Keesokkan harinya, Labu tidak pergi kerja. Tiba-tiba merasakan sakit pada perutnya, seperti ditusuk oleh benda tajam. Kakak laki-lakinya mendekat, sampai mengompres perut Labu dengan air hangat.
"Kamu kenapa?" tanya Pakis.
"Perutku sakit, aku juga tidak tahu sebabnya." jawab Labu.
"Kakak jadi curiga, bukankah Pare teman kamu sakit lama?" tanya Pakis, penuh selidik.
"Aku tidak tahu dia sakit apa. Aku pun tidak paham, apa sakit yang aku rasain sekarang." jawab Labu.
Kubis tertawa, sambil terus menusuk boneka dengan paku. Tindakan yang lebih parahnya lagi, sampai jungkir balik di atas ranjang tidur. Aliny menghampirinya, masuk tanpa diizinkan terlebih dulu.
Kubis menyembunyikan boneka, di belakang punggung. "Haduh Bu, mengapa masuk tidak mengetuk pintu dulu."
"Ibu sudah memanggil kamu dari tadi tapi tidak dijawab, malah kamu asik ketawa cekikikan sendiri." jawab Aliny.
Wartel mencari keberadaan Labu, ketika sampai di pabrik. Namun tidak melihatnya juga, kecuali Kubis yang sedang mengelola bagian produksi.
"Kamu ada lihat Labu tidak?" tanya Wartel.
"Tidak ada, aku sendirian di sini." jawab Kubis.
Tiba-tiba muncul Kentang. "Eh Wartel, aku ada dengar informasi penting, kalau Labu sedang sakit perut."
"Apa? Aku harus menjenguknya saat jam istirahat." jawab Wartel, yang tampak gelisah.
Labu masih saja guling-guling, padahal sudah diberi obat penghilang nyeri dari dokter. Pakis bingung dengan sakit yang diderita oleh adiknya.
"Kamu salah makan apa si Dik?" tanya Pakis.
"Aku tidak makan terlalu berlebihan, saat jalan bersama Wartel." jawab Labu.
"Aduh, duh, perutku sakit sekali. Tolongin aku Wartel, seperti ditusuk paku. Rasanya seperti pisau, yang tajam menusuk ginjal." keluh Labu.

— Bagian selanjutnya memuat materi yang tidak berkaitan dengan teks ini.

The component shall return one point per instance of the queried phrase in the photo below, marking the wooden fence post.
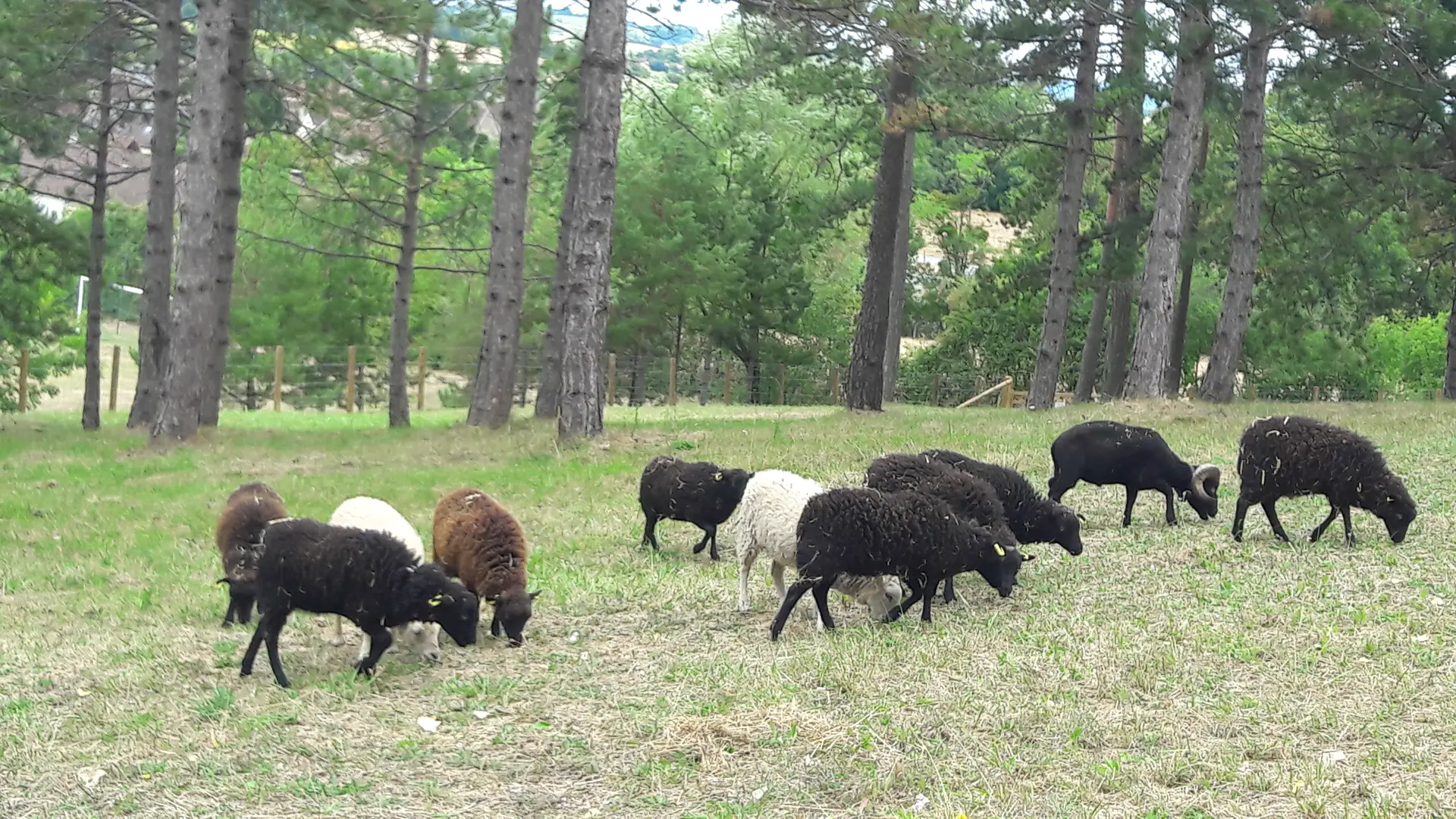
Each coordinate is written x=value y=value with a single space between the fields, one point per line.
x=115 y=373
x=25 y=379
x=348 y=384
x=278 y=378
x=612 y=379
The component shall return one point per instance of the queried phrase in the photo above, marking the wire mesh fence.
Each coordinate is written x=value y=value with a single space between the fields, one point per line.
x=354 y=379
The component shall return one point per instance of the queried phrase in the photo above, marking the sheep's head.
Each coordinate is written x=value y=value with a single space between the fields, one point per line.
x=1203 y=496
x=435 y=596
x=513 y=608
x=999 y=564
x=1395 y=507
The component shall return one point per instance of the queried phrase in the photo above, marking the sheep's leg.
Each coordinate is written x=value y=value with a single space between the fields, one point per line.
x=704 y=542
x=1239 y=510
x=916 y=592
x=1350 y=531
x=650 y=531
x=1324 y=523
x=821 y=601
x=1274 y=523
x=791 y=599
x=337 y=632
x=379 y=643
x=925 y=608
x=745 y=567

"Aku panggil dokternya dulu." Talas berinisiatif sendiri.
Talas berlari keluar ruangan, untuk memanggil dokter yang sedang duduk. Baru saja meminum jamuan kopi, sudah lari terbirit-birit. Dokter tersebut memeriksa keadaan Labu, yang kejang-kejang.
"Kenapa, apa yang sakit lagi?" tanya dokter.

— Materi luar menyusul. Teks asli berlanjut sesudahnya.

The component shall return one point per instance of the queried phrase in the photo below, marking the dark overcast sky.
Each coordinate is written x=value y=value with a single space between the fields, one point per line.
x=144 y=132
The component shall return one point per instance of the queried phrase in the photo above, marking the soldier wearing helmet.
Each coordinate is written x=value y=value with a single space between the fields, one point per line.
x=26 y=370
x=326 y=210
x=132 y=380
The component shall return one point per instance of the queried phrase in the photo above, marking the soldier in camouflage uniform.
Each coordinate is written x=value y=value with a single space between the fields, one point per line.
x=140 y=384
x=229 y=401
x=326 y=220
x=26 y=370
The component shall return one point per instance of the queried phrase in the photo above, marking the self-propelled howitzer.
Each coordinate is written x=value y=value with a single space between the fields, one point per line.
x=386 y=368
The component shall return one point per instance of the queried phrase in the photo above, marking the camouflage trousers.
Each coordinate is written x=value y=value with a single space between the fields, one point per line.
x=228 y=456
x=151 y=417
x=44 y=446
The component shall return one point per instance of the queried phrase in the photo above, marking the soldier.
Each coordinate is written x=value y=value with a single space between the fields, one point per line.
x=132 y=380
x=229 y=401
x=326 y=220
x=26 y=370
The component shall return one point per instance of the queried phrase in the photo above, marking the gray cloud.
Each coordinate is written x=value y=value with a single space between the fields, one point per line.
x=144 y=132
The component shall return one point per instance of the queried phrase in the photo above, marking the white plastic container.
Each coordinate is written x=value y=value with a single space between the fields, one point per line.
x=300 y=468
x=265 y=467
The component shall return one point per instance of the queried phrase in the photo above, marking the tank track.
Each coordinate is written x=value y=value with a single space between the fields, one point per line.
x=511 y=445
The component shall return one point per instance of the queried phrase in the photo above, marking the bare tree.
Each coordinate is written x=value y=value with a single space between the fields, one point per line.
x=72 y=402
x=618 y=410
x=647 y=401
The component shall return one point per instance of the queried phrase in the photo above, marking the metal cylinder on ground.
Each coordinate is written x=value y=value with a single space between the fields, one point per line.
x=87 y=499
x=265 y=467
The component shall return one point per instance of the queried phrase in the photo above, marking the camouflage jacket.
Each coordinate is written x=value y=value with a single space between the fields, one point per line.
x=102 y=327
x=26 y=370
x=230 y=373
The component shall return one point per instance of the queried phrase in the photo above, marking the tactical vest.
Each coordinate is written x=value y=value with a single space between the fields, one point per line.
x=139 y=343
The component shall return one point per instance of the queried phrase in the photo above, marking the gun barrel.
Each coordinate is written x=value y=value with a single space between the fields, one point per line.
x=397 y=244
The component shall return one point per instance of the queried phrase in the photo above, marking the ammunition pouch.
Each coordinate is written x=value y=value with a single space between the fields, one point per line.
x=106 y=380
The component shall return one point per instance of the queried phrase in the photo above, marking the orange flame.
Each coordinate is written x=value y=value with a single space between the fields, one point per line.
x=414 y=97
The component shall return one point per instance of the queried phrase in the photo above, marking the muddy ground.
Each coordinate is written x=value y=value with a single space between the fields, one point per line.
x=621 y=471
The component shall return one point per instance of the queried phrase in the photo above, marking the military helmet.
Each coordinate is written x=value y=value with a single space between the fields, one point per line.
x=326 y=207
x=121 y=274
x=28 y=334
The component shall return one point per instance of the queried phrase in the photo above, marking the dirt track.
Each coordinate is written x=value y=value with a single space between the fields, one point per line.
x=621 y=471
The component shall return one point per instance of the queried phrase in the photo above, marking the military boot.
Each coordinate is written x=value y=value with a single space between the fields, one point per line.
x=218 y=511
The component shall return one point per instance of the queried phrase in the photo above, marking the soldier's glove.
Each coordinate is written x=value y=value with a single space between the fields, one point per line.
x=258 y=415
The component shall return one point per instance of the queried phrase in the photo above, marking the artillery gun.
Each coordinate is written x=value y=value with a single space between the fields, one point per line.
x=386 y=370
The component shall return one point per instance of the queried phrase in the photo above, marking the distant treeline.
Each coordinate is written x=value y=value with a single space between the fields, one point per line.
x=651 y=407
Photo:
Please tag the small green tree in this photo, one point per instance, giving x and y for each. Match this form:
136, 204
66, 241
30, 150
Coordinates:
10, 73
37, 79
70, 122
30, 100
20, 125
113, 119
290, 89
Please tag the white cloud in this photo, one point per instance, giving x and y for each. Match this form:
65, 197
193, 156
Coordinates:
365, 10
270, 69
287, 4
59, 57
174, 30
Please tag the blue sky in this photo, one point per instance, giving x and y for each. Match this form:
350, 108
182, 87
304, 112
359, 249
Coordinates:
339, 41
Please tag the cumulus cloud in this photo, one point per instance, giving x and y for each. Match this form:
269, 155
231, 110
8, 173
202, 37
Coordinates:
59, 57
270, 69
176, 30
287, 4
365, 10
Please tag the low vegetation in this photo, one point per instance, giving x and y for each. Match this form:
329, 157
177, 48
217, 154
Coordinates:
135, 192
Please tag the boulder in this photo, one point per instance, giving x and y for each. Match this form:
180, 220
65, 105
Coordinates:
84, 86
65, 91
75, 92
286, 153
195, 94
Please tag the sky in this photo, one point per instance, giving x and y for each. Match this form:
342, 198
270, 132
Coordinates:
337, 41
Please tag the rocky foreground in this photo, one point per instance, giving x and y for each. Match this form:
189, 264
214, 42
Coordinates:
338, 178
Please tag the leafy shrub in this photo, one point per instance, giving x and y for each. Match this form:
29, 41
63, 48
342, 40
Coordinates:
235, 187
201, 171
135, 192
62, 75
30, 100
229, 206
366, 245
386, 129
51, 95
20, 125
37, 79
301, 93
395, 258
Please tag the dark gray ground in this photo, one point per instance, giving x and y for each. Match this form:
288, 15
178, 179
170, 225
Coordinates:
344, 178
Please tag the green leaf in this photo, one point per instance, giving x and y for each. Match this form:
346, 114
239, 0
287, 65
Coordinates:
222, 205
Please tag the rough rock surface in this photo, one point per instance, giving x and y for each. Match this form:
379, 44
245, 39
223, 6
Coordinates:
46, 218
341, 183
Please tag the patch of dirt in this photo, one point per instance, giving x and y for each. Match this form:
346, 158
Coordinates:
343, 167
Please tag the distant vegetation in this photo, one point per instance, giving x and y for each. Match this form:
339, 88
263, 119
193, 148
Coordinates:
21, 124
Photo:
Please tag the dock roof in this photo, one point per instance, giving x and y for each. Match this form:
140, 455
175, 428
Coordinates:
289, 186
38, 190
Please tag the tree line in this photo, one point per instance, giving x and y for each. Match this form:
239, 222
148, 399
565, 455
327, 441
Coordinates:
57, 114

"Perutku sungguh sakit, aku tidak tahan." Labu meringis, seraya memegangi perutnya.
Kentang, Ubi, dan Talas berjoget heboh, untuk menghibur temannya yang sakit. Wartel memukul lengan mereka satu persatu. Labu terpaksa disuntik bius, supaya sakitnya mereda. Pakis sang kakak mengacak rambut frustasi, segera pergi keluar rumah untuk mencari pertolongan.
Pare tampak seperti mayat, padahal masih hidup. Sudah satu bulan Mbah Moleng berada di rumah sakit, hanya untuk memantau kondisinya. Berbagai mantra sakti telah dibacakan, masih saja penyakit itu kembali lagi pada Pare.

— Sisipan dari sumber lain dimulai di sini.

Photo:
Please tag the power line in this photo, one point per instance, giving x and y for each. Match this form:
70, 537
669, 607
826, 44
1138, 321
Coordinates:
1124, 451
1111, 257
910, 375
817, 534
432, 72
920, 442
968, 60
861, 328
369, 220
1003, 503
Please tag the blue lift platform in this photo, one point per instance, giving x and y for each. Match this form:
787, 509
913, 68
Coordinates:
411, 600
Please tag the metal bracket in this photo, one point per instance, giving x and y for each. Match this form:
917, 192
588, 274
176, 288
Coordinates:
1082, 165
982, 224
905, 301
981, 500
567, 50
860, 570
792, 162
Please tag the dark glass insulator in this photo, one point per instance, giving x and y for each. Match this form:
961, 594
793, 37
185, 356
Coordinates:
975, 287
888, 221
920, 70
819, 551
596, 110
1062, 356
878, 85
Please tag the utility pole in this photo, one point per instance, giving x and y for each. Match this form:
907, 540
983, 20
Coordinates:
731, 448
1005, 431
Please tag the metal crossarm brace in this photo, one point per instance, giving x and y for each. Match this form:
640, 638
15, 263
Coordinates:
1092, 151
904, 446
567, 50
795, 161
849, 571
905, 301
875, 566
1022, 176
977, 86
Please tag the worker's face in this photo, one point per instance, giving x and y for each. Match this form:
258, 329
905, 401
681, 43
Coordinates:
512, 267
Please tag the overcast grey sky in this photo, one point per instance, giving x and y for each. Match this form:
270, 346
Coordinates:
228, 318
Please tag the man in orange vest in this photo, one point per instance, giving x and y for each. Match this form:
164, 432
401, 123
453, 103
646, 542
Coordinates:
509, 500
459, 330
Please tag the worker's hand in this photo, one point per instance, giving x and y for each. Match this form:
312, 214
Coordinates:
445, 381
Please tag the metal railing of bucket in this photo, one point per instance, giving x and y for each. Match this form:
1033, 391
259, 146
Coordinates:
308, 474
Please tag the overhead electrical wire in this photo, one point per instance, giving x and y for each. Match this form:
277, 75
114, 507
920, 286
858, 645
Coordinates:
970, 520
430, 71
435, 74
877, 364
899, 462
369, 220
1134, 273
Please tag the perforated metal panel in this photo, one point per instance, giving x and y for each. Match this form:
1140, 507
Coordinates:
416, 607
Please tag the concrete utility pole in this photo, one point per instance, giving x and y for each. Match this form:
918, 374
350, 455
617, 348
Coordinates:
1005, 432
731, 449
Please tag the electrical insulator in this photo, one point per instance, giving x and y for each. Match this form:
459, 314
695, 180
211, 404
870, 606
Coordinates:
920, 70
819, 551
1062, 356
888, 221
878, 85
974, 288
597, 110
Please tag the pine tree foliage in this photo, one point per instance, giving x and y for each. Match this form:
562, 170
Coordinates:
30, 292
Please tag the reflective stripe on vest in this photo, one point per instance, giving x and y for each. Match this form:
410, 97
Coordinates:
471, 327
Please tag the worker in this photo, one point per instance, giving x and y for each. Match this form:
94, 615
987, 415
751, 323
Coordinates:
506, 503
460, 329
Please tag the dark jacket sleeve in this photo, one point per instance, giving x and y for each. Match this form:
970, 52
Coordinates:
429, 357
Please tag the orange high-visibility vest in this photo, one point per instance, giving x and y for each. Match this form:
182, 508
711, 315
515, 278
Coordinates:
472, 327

"Putraku, Ibu tidak ingin kamu mati. Semoga kamu lekas sembuh, karena uang tabungan sudah dipakai untuk berobat." Baidah melihat putranya, yang masih terbaring lemah di ranjang pasien.
"Ya doakan saja Bu, sambil terus berusaha." Wartel menyemangati Baidah.
Talas, Ubi, dan Kentang juga merasa iba dengan Pare, yang semakin hari tampak kurus. Selama ini Pare ceria, paling membuat heboh di tempat kerja.
"Pare, kami rindu dengan tingkah kamu yang suka menciptakan lawakan." ujar Talas.
"Iya Pare, mengapa kamu dan Labu harus mengalami sakit yang sama." timpal Ubi.
"Ini sudah takdir, kita hanya bisa mendoakan sembari menerima dengan hati yang lapang." jawab Wartel.
Wartel sebenarnya sedih, karena Labu mendadak sakit setelah menjadi pacarnya. Ada yang tidak beres, namun tidak tahu harus mencurigai objek yang mana.